In General, $n>2$, $a_{i,j}=a_{i,j-1}+1$ and the matrix will be of the following form:
$\begin{bmatrix}1&2&3&...&n\\n+1&n+2&n+3&...&n+n\\2n+1&2n+2&2n+3&...&2n+n\\...&...&...&...&...\\(n-1)n+1&(n-1)n+2&(n-1)n+3&...&n^2\end{bmatrix}_{n \times {n}}$
I tried to show this by row operations, and I got some nice patterns but I was getting into my third page and it seemed never ending.
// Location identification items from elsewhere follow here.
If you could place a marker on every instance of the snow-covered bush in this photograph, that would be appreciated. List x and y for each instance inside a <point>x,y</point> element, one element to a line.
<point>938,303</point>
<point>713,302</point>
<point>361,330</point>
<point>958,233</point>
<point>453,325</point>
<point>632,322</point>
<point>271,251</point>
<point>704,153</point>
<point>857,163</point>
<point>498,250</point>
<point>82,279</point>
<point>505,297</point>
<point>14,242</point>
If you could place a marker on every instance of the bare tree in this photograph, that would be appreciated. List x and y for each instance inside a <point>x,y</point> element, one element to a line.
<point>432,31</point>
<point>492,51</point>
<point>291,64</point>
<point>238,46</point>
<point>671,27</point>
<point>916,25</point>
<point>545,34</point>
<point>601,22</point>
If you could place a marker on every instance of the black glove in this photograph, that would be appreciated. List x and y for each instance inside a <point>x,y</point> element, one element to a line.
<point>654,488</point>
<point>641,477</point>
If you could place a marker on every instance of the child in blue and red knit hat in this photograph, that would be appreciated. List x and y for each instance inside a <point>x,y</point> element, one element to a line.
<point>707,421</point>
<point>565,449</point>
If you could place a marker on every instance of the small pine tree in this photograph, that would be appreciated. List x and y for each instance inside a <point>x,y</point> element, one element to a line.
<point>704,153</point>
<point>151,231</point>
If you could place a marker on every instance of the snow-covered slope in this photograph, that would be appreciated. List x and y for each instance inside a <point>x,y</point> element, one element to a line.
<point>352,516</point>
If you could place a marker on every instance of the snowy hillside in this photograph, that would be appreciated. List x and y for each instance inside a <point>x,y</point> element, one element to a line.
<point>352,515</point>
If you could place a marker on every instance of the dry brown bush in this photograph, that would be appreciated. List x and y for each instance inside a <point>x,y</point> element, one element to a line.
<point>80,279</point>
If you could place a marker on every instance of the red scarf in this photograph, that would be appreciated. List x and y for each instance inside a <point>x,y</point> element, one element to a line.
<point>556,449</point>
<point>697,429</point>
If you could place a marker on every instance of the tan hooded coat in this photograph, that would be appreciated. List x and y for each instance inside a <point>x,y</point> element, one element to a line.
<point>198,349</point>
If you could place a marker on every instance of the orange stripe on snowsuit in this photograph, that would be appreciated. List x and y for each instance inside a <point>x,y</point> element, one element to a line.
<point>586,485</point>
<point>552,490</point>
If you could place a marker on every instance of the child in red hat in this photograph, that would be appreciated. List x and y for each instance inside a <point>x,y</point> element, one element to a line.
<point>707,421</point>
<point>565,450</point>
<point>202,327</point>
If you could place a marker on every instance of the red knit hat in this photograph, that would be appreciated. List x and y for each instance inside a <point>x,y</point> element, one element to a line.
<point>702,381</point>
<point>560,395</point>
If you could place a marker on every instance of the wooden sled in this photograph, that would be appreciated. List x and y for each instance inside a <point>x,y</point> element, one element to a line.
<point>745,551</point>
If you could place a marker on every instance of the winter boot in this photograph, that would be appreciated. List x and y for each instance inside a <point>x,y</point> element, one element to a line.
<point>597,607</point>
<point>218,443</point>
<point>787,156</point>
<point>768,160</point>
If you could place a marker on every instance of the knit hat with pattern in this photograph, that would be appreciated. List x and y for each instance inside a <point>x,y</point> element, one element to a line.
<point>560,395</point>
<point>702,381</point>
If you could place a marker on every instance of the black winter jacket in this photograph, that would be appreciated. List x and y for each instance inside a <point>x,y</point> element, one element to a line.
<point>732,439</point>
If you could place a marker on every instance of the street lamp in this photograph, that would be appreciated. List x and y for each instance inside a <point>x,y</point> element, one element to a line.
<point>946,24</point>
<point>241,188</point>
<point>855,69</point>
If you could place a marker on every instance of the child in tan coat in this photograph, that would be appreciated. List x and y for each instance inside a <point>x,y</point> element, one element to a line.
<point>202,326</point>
I'm working on uploading the pictures of my scratch work.
On
Simply note that the row space is spanned by $(1, 1, \cdots, 1)$ and $(1, 2, , \cdots, n)$, and hence has dimension 2. When $n>2$, the row space is not of full rank so the determinant is zero.
On
$$\begin{align} |A|&=\begin{vmatrix}1&2&3&\cdots & n\\ n&n&n&\cdots &n\\ 2n&2n&2n&\cdots&2n\\ \cdots & \cdots & \cdots & \cdots & \cdots\\ (n-1)n&(n-1)n&(n-1)n&\cdots&(n-1)n\end{vmatrix}\\ &=n\times 2n\times\cdots\times (n-1)n\begin{vmatrix}1&2&3&\cdots&n\\ 1&1&1&\cdots &1\\ 1&1&1&\cdots &1\\ \cdots & \cdots & \cdots & \cdots & \cdots\\ 1&1&1&\cdots &1\end{vmatrix}\\ &=n^{n-1}(n-1)!\begin{vmatrix}1&2&3&\cdots & n\\ 1&1&1&\cdots &1\\ 0&0&0&\cdots &0\\ \cdots & \cdots & \cdots & \cdots & \cdots\\ 0&0&0&\cdots &0\end{vmatrix} \end{align}$$
so $rk(A)=2$ and for $n\gt 2$ we have $|A|=0$
Subtract the first row from the second and third rows, and the new rows will be linearly dependent.